December 31, 2015
The Newark Police Department is investigating a scuffle that broke out Wednesday afternoon between two groups of anti-violence activists who gathered for a rally to urge Mayor Ras Baraka to address the city's alarming level of violence.
The altercation occurred during a press conference held at City Hall around noon, organized by activist Salaam Ismial of the New Jersey Study Commission on Violence, according to NJ.com. Also in attendance were supporters of Newark anti-violence activist Abdul Muhammad.
In the midst of the press conference, as Abdul Muhammad spoke about a recent rash of shootings, supporters of Mayor Baraka began to heckle the activists, led by Donna Jackson and Tyrone Barnes. In the video below, Muhammad is seen delivering an impassioned speech on violence in Newark. At the very end, the confrontation begins to turn physical, though the video does not include a moment when Barnes reportedly grabbed Muhammad by the neck and pulled him to the ground.

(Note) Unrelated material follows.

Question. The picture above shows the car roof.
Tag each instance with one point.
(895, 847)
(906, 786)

There were no serious injuries and the entire scuffle lasted a matter of minutes, but Ismail said following the event that he hoped the scene would not detract from the group's core message that stopping the surge violence will require political willpower.
In a statement, Newark spokeswoman Marjorie Harris distanced the city from the rally, adding it should have taken place in Ismail's hometown of Elizabeth.

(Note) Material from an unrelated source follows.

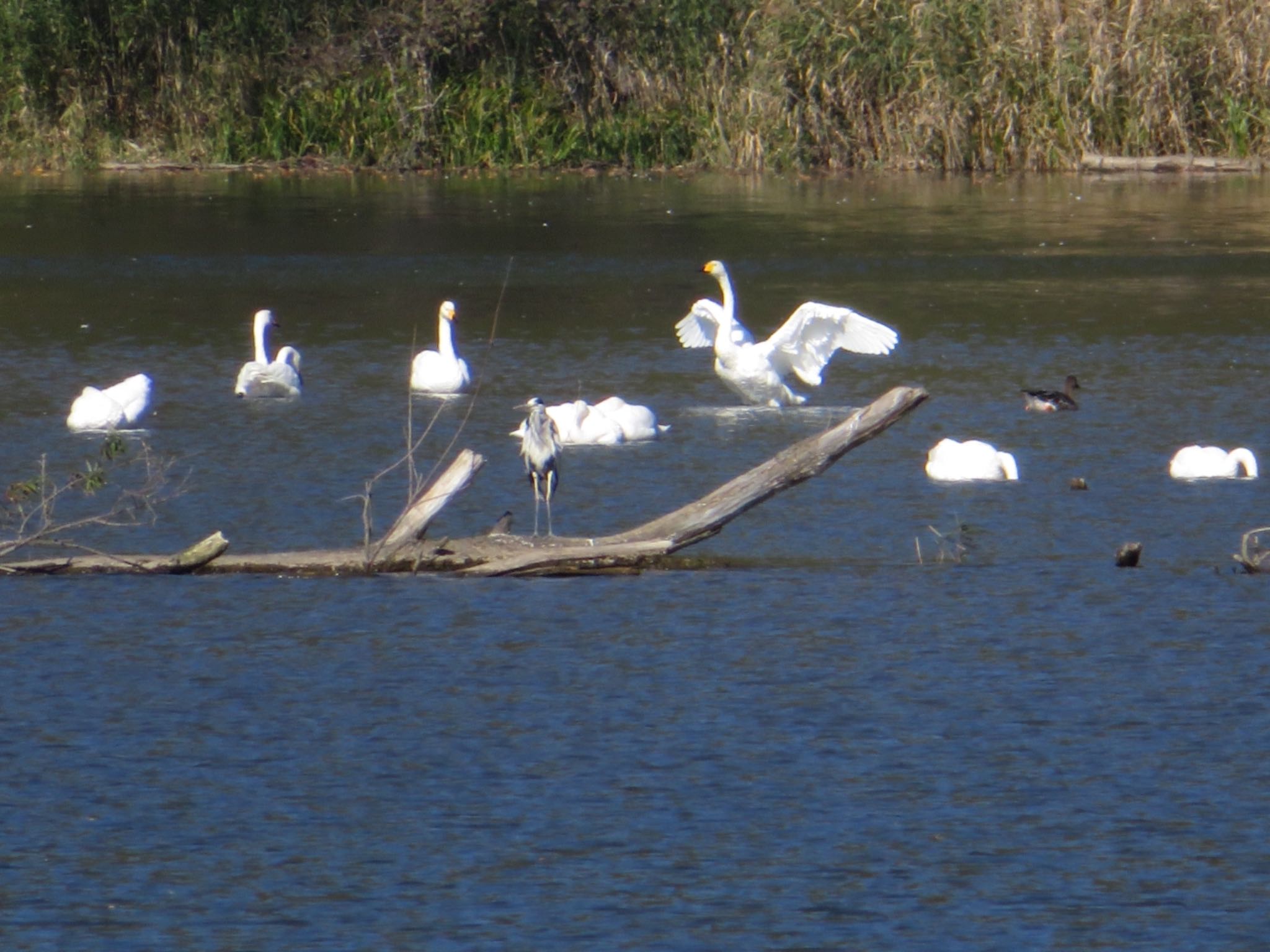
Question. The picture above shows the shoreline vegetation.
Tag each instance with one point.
(745, 86)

Mayor Baraka provided a statement criticizing Muhammad, a former city employee, for the unruly event.
It was...disheartening to learn that a former Newark municipal employee, Mr. Abdul Muhammad, was the instigator in a confrontation with another well-known Newark community activist and was allegedly pivotal in the ensuing melee...The actions of this Elizabeth-based group discredit the efforts of so many who are committed to speaking out against violence in the neighborhoods and streets of both cities."
Newark leaders are currently creating a "public safety" department to be led by Essex County Prosecutor's Office Chief of Detectives Anthony Ambrose. Once implemented, the department will monitor and help guide the work of Newark's police, fire and emergency services.